Thrive Market is an online membership-based market focused on making healthy and sustainable living accessible to everyone. They are seeking a Staff Site Reliability Engineer to establish their SRE practice, define reliability metrics, and enhance their platform's reliability during rapid growth. The role involves hands-on engineering work as well as strategic planning to ensure systems scale effectively.
Responsibilities:
- Define, implement, and own Service Level Objectives (SLOs) and Service Level Indicators (SLIs) across critical platform services
- Build and maintain comprehensive monitoring, alerting, and observability systems using tools like Datadog, Prometheus, Grafana, or similar platforms
- Establish error budgets and use them to balance feature velocity with reliability investments
- Lead incident response efforts, conduct blameless postmortems, and drive systemic improvements that prevent recurrence
- Design and implement chaos engineering practices to proactively identify failure modes before they impact members
- Architect and optimize our Kubernetes-based container orchestration platform for reliability, performance, and cost efficiency
- Support large infrastructure migrations, ensuring a smooth transition with minimal disruption to business operations
- Contribute to the evaluation and execution of potential platform migrations, with a focus on reliability planning and risk mitigation
- Design and implement automated deployment pipelines that enable rapid, error-free releases with feature flags and built-in rollback/roll-forward capabilities
- Develop and own disaster recovery plans, capacity planning models, and system hardening initiatives
- Collaborate closely with product engineering teams to help them scale their infrastructure in AWS and adopt SRE best practices
- Help establish SRE as a practice at Thrive Market, defining the team’s charter, processes, and engagement model with product engineering teams
- Champion a culture of operational excellence, continuous improvement, and data-driven reliability decisions
- Create and maintain technical documentation covering architecture decisions, runbooks, incident response procedures, and operational playbooks
- Participate in weekly on-call rotations and help build sustainable on-call practices that avoid burnout
- Identify systemic problems and inefficiencies across the engineering organization and make strategic recommendations for improvement
Requirements:
- B.S. in Computer Science or equivalent professional experience
- 7+ years of hands-on experience in SRE, DevOps, or Infrastructure Engineering, with a proven track record of improving reliability at rapidly growing companies
- Deep expertise in Kubernetes (K8s) — including cluster management, Helm charts, service meshes, and production-grade container orchestration
- Strong systems engineering background with advanced proficiency in Linux administration
- Advanced scripting and automation skills in Bash, Python, Golang, Ruby, or similar languages
- Extensive experience with core AWS services including EC2, ECS/EKS, S3, VPC, IAM, CloudWatch, Route 53, RDS, and Lambda
- Strong experience with Infrastructure as Code tools (Terraform, CloudFormation, Pulumi, or similar)

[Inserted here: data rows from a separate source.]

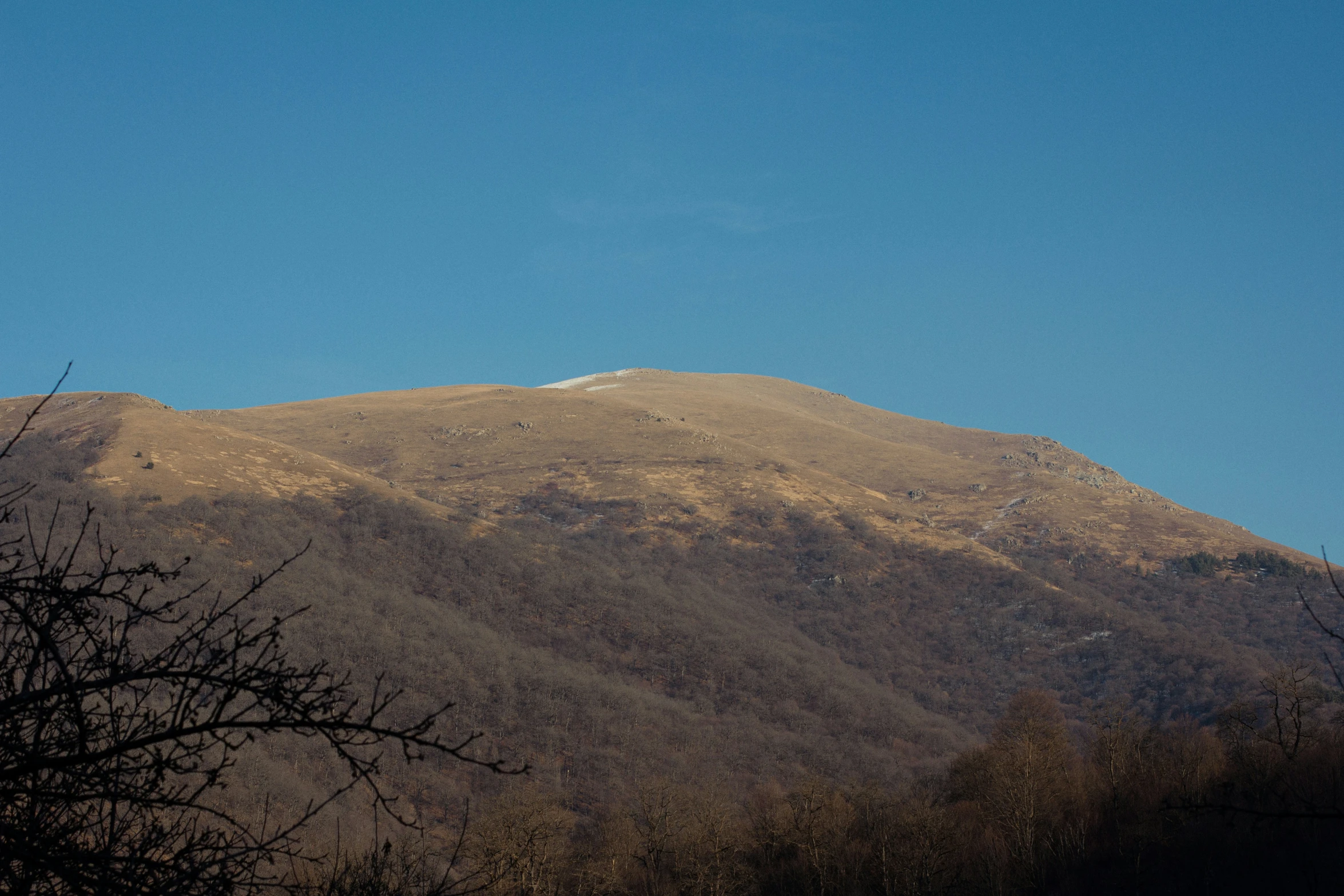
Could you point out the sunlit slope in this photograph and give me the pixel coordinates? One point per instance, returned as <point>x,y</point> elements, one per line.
<point>148,449</point>
<point>725,441</point>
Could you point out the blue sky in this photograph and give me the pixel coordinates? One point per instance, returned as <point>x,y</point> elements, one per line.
<point>1116,225</point>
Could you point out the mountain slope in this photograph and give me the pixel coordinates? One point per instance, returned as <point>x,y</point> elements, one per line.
<point>729,577</point>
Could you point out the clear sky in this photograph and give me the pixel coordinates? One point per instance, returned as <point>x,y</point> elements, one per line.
<point>1116,225</point>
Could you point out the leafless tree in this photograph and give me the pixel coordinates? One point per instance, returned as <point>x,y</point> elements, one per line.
<point>125,699</point>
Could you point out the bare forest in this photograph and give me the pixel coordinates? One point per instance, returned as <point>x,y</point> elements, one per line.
<point>785,704</point>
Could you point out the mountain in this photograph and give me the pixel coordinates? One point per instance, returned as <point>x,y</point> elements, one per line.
<point>662,440</point>
<point>717,577</point>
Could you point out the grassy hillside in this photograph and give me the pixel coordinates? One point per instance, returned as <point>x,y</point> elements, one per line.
<point>607,641</point>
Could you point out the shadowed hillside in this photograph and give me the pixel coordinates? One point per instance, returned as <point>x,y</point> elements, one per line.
<point>717,578</point>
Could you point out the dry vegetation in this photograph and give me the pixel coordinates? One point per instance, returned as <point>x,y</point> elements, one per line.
<point>766,700</point>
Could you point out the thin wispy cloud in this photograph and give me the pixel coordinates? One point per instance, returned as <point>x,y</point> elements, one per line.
<point>733,217</point>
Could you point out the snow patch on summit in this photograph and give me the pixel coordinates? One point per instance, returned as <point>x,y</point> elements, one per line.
<point>582,381</point>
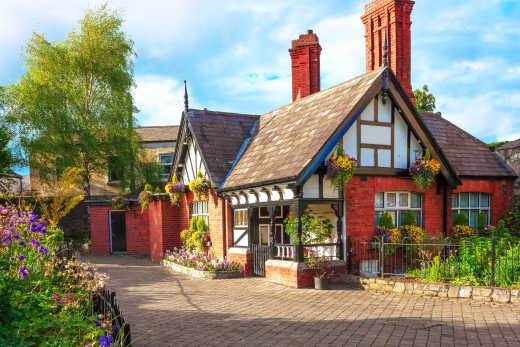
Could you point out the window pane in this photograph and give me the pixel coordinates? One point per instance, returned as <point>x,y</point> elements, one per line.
<point>378,217</point>
<point>464,199</point>
<point>380,200</point>
<point>473,218</point>
<point>403,199</point>
<point>473,199</point>
<point>484,200</point>
<point>455,200</point>
<point>415,200</point>
<point>390,200</point>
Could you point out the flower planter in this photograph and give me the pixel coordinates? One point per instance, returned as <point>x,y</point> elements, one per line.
<point>321,283</point>
<point>174,267</point>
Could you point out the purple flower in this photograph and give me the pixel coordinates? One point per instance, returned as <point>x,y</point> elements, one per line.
<point>23,271</point>
<point>44,250</point>
<point>105,341</point>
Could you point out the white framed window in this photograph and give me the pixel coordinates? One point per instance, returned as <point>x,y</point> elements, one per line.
<point>166,161</point>
<point>240,217</point>
<point>471,204</point>
<point>397,204</point>
<point>200,209</point>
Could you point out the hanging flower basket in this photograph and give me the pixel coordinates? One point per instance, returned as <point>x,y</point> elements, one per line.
<point>340,168</point>
<point>174,190</point>
<point>200,187</point>
<point>424,170</point>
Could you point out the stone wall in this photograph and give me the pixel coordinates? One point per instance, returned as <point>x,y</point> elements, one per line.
<point>399,286</point>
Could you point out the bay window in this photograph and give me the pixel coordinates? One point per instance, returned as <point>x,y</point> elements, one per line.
<point>471,204</point>
<point>397,204</point>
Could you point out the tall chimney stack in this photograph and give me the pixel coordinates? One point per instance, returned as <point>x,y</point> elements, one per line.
<point>305,65</point>
<point>392,17</point>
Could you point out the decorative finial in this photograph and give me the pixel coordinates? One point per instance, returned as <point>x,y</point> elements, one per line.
<point>385,49</point>
<point>185,97</point>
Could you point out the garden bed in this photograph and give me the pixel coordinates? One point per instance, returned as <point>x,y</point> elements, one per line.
<point>200,265</point>
<point>173,267</point>
<point>414,287</point>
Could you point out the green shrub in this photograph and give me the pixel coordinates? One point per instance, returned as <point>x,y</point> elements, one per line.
<point>409,219</point>
<point>386,221</point>
<point>461,219</point>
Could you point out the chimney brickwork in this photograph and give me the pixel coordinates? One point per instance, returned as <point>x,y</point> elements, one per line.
<point>305,65</point>
<point>392,16</point>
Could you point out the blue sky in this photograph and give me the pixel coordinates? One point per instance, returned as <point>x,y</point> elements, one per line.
<point>234,53</point>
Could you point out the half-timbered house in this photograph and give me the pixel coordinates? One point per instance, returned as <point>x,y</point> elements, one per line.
<point>264,170</point>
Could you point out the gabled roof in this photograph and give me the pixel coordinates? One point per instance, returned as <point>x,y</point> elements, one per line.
<point>219,137</point>
<point>467,155</point>
<point>287,139</point>
<point>510,145</point>
<point>166,133</point>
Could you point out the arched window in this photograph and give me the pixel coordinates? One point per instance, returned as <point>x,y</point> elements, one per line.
<point>471,204</point>
<point>397,204</point>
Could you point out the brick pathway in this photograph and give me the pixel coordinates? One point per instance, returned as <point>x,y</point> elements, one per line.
<point>167,309</point>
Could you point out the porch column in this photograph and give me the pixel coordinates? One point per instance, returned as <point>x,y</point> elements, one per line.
<point>338,209</point>
<point>272,230</point>
<point>299,209</point>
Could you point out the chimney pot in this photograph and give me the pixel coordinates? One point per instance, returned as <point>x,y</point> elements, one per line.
<point>305,65</point>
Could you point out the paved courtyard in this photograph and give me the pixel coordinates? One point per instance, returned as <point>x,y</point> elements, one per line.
<point>167,309</point>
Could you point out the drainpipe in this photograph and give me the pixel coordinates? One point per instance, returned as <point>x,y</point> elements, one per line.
<point>224,231</point>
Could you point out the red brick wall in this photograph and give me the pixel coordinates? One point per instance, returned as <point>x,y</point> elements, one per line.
<point>501,192</point>
<point>99,229</point>
<point>394,16</point>
<point>305,65</point>
<point>360,204</point>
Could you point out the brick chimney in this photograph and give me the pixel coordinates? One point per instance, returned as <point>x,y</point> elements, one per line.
<point>305,65</point>
<point>392,16</point>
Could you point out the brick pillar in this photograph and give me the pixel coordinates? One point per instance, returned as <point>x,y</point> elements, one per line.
<point>392,16</point>
<point>305,65</point>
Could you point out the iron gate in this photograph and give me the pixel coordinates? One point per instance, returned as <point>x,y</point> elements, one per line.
<point>260,254</point>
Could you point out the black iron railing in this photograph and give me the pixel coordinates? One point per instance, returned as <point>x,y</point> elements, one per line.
<point>487,262</point>
<point>103,303</point>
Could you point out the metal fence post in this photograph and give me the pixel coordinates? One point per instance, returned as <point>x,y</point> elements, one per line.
<point>493,259</point>
<point>382,257</point>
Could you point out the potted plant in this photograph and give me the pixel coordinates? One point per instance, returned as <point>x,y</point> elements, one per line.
<point>200,187</point>
<point>340,168</point>
<point>174,190</point>
<point>145,196</point>
<point>424,170</point>
<point>318,266</point>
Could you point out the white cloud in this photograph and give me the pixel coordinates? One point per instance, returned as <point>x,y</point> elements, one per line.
<point>159,99</point>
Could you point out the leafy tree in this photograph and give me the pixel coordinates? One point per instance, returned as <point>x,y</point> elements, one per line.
<point>73,106</point>
<point>424,100</point>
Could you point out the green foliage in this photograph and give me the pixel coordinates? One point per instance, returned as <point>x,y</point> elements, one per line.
<point>409,218</point>
<point>73,106</point>
<point>386,221</point>
<point>482,222</point>
<point>424,100</point>
<point>461,219</point>
<point>315,229</point>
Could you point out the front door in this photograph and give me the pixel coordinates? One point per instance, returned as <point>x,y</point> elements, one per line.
<point>117,231</point>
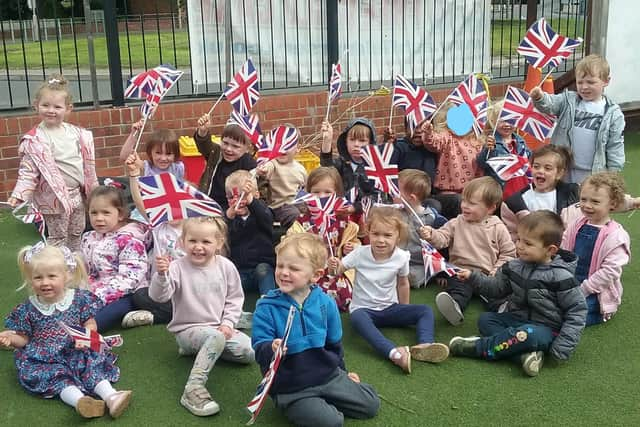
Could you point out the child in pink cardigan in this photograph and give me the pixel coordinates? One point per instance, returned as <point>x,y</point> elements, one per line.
<point>456,161</point>
<point>601,244</point>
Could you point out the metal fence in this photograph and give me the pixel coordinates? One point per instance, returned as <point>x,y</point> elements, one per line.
<point>292,43</point>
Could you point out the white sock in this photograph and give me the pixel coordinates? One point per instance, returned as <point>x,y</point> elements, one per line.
<point>104,389</point>
<point>394,354</point>
<point>70,395</point>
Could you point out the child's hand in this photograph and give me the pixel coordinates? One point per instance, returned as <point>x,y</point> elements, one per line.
<point>226,331</point>
<point>203,125</point>
<point>491,142</point>
<point>354,377</point>
<point>536,93</point>
<point>389,135</point>
<point>347,248</point>
<point>463,274</point>
<point>277,343</point>
<point>162,264</point>
<point>425,232</point>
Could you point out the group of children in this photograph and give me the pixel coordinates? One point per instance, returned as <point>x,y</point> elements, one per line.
<point>549,266</point>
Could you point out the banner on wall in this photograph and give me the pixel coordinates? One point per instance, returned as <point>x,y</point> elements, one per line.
<point>377,39</point>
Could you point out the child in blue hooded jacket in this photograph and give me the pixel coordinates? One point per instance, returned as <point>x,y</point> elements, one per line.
<point>311,385</point>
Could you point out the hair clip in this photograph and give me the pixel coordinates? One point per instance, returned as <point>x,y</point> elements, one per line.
<point>69,259</point>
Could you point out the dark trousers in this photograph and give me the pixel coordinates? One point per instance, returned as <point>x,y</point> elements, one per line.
<point>162,311</point>
<point>366,323</point>
<point>328,404</point>
<point>505,336</point>
<point>111,315</point>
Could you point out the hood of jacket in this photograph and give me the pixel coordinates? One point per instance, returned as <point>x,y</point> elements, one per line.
<point>342,138</point>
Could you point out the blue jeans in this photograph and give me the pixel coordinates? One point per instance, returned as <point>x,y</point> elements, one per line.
<point>261,278</point>
<point>366,323</point>
<point>111,314</point>
<point>505,336</point>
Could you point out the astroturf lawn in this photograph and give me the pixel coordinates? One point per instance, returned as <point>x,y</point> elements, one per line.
<point>598,386</point>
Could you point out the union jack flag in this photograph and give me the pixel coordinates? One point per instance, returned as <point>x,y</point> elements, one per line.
<point>335,84</point>
<point>33,216</point>
<point>417,103</point>
<point>165,198</point>
<point>434,262</point>
<point>508,167</point>
<point>88,338</point>
<point>278,142</point>
<point>471,92</point>
<point>256,404</point>
<point>519,110</point>
<point>541,46</point>
<point>379,168</point>
<point>141,85</point>
<point>250,125</point>
<point>243,91</point>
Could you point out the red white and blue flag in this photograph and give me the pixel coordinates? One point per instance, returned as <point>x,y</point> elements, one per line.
<point>508,167</point>
<point>434,262</point>
<point>89,338</point>
<point>279,141</point>
<point>335,84</point>
<point>541,46</point>
<point>519,110</point>
<point>472,92</point>
<point>143,84</point>
<point>250,125</point>
<point>256,404</point>
<point>417,103</point>
<point>165,198</point>
<point>379,168</point>
<point>243,91</point>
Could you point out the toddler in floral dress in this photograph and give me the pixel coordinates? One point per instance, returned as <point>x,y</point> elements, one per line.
<point>47,361</point>
<point>115,255</point>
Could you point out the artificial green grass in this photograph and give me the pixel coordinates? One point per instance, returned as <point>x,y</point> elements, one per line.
<point>597,386</point>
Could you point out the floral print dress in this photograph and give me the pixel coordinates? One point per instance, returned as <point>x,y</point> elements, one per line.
<point>50,362</point>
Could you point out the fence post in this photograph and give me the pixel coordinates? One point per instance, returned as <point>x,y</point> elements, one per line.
<point>113,52</point>
<point>332,34</point>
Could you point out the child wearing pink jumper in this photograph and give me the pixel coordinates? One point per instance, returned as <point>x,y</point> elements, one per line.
<point>206,294</point>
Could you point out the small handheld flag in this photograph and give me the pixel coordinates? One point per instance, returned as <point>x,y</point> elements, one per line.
<point>256,404</point>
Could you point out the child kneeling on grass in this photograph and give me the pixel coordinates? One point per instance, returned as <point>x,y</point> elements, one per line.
<point>546,310</point>
<point>207,298</point>
<point>311,386</point>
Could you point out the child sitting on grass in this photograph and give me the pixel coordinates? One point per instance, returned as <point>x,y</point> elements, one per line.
<point>312,386</point>
<point>603,247</point>
<point>546,310</point>
<point>476,239</point>
<point>381,292</point>
<point>46,357</point>
<point>206,295</point>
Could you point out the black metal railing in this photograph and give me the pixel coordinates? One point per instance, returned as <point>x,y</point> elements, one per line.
<point>291,42</point>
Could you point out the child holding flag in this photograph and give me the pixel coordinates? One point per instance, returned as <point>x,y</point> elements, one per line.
<point>311,385</point>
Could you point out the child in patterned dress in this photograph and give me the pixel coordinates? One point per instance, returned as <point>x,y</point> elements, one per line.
<point>47,361</point>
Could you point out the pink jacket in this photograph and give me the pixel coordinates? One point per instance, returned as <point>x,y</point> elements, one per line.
<point>483,246</point>
<point>611,252</point>
<point>40,180</point>
<point>456,159</point>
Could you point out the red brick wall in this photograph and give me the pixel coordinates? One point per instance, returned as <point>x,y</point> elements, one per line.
<point>111,126</point>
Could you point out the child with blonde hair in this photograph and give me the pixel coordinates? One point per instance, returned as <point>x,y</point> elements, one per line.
<point>46,358</point>
<point>206,294</point>
<point>588,122</point>
<point>456,160</point>
<point>57,166</point>
<point>381,292</point>
<point>312,386</point>
<point>476,239</point>
<point>602,245</point>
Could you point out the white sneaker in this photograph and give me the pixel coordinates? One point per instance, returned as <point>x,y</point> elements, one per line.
<point>449,308</point>
<point>137,318</point>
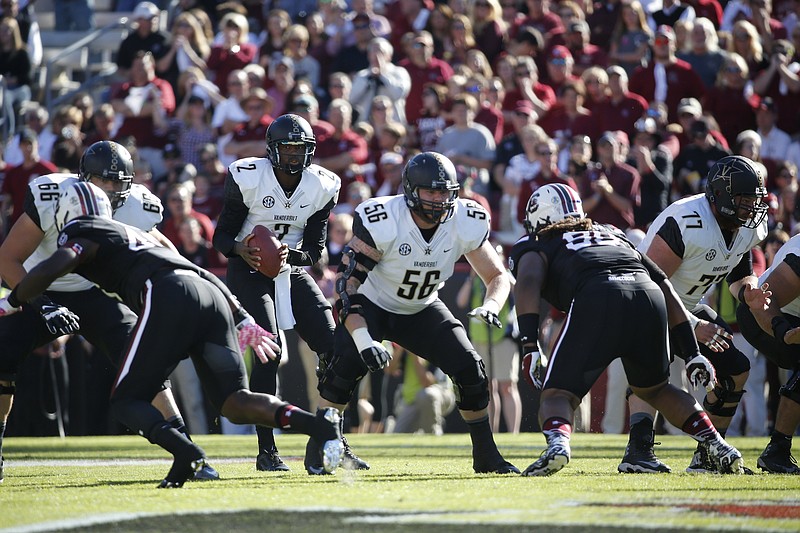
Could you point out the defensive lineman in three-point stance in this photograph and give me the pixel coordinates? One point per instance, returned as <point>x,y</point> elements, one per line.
<point>403,249</point>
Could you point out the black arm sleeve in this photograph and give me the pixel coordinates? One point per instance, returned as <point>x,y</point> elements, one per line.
<point>743,269</point>
<point>656,274</point>
<point>315,235</point>
<point>671,233</point>
<point>29,207</point>
<point>233,215</point>
<point>361,232</point>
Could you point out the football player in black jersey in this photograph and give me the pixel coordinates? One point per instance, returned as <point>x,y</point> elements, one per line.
<point>105,322</point>
<point>293,198</point>
<point>595,275</point>
<point>183,311</point>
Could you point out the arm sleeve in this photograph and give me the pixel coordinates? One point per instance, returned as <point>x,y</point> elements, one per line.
<point>671,233</point>
<point>234,212</point>
<point>741,270</point>
<point>315,235</point>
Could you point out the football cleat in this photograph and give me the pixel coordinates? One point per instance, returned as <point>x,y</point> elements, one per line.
<point>725,458</point>
<point>351,460</point>
<point>775,459</point>
<point>270,461</point>
<point>553,459</point>
<point>639,457</point>
<point>181,472</point>
<point>207,473</point>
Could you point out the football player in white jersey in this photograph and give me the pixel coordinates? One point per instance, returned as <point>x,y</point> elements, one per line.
<point>293,198</point>
<point>699,241</point>
<point>105,322</point>
<point>772,327</point>
<point>404,248</point>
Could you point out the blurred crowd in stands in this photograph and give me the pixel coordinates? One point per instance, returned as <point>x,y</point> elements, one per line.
<point>630,102</point>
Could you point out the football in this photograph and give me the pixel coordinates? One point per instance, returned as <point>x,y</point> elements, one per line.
<point>270,246</point>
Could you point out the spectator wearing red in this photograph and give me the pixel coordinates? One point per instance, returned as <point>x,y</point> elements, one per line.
<point>569,117</point>
<point>667,78</point>
<point>602,21</point>
<point>423,68</point>
<point>585,54</point>
<point>613,186</point>
<point>17,178</point>
<point>144,102</point>
<point>529,88</point>
<point>234,52</point>
<point>345,147</point>
<point>623,107</point>
<point>730,101</point>
<point>248,137</point>
<point>547,157</point>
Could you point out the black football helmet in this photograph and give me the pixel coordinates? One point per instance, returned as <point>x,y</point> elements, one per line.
<point>430,170</point>
<point>731,179</point>
<point>109,161</point>
<point>290,129</point>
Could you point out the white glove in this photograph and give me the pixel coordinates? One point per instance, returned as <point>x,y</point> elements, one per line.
<point>700,371</point>
<point>372,352</point>
<point>534,368</point>
<point>487,314</point>
<point>256,337</point>
<point>6,308</point>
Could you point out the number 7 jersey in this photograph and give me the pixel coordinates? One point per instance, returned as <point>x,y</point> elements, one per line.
<point>411,270</point>
<point>689,225</point>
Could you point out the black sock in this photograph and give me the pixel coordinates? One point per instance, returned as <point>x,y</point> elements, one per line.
<point>780,438</point>
<point>174,441</point>
<point>178,423</point>
<point>480,432</point>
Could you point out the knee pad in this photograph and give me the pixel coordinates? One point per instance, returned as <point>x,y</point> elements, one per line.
<point>792,388</point>
<point>726,393</point>
<point>472,387</point>
<point>334,385</point>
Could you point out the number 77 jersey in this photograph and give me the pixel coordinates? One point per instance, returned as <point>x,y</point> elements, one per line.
<point>689,228</point>
<point>411,270</point>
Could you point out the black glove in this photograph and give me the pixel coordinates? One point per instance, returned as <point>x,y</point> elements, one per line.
<point>58,319</point>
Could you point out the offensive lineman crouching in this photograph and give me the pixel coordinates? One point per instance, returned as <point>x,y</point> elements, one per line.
<point>403,249</point>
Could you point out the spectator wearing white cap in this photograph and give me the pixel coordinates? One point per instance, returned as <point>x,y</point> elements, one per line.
<point>146,37</point>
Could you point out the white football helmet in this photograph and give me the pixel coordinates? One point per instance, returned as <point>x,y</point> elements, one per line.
<point>551,203</point>
<point>82,198</point>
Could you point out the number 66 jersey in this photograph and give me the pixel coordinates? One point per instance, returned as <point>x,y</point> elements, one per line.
<point>689,228</point>
<point>411,270</point>
<point>142,210</point>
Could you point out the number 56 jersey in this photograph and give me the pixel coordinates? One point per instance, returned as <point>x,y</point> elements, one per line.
<point>411,270</point>
<point>689,228</point>
<point>142,210</point>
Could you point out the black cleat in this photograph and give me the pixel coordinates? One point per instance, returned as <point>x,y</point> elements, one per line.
<point>351,460</point>
<point>181,472</point>
<point>270,461</point>
<point>207,473</point>
<point>640,458</point>
<point>776,459</point>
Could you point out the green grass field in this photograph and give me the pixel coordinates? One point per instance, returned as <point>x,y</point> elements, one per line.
<point>417,483</point>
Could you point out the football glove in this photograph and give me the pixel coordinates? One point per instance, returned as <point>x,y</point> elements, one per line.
<point>6,308</point>
<point>58,319</point>
<point>259,339</point>
<point>534,369</point>
<point>700,371</point>
<point>487,315</point>
<point>372,352</point>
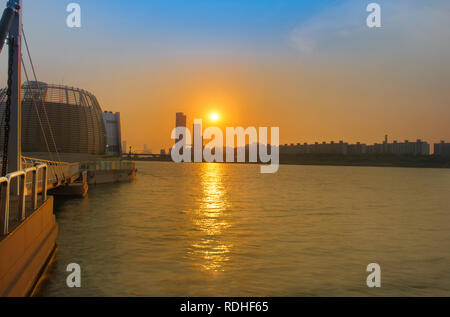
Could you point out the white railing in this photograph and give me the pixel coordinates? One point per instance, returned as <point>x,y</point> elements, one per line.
<point>5,193</point>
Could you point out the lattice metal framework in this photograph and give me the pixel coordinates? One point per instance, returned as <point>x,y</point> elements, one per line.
<point>74,116</point>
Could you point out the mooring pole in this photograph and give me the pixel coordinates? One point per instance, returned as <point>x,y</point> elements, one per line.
<point>14,144</point>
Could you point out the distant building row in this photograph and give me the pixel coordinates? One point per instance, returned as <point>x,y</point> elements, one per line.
<point>397,148</point>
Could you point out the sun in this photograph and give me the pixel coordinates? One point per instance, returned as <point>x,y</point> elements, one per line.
<point>214,117</point>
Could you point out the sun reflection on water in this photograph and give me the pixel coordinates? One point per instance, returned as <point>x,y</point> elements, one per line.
<point>210,219</point>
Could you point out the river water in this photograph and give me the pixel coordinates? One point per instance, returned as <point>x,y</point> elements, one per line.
<point>227,230</point>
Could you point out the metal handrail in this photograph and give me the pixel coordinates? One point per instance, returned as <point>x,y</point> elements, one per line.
<point>4,214</point>
<point>5,193</point>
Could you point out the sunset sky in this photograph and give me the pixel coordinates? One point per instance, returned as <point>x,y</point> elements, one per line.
<point>313,68</point>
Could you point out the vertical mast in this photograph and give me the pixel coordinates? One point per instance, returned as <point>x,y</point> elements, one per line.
<point>14,144</point>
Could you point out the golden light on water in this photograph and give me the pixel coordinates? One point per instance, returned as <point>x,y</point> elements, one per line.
<point>210,220</point>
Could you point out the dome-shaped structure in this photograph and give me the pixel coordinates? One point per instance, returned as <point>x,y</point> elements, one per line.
<point>74,115</point>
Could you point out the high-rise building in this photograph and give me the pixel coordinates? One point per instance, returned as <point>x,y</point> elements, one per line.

- Hands-on experience defining and implementing SLOs, SLIs, and error budgets in production environments
- Deep understanding of CI/CD pipelines and deployment strategies (blue-green, canary, rolling deployments)
- Expertise in monitoring and observability platforms (Datadog, Prometheus, Grafana, New Relic, or similar)
- Strong knowledge of web application infrastructure, networking, load balancing, and security best practices
- Excellent communication skills with the ability to lead incident response and facilitate blameless postmortems
- Experience with e-commerce platforms (Magento, Shopify, or comparable) and the unique reliability challenges they present at scale
- Experience with ConcourseCI, Github Actions (GHA) or similar deployment frameworks
- Experience with chaos engineering tools and practices (Gremlin, Litmus, Chaos Monkey, or similar)
- Familiarity with GitOps workflows (ArgoCD, Flux) and service mesh technologies (Istio, Linkerd)
- Experience building and managing cost-optimization strategies for cloud infrastructure
- Background in establishing SRE practices in organizations transitioning from traditional DevOps models
- Experience with configuration management tools (Ansible, Chef, Puppet, or similar)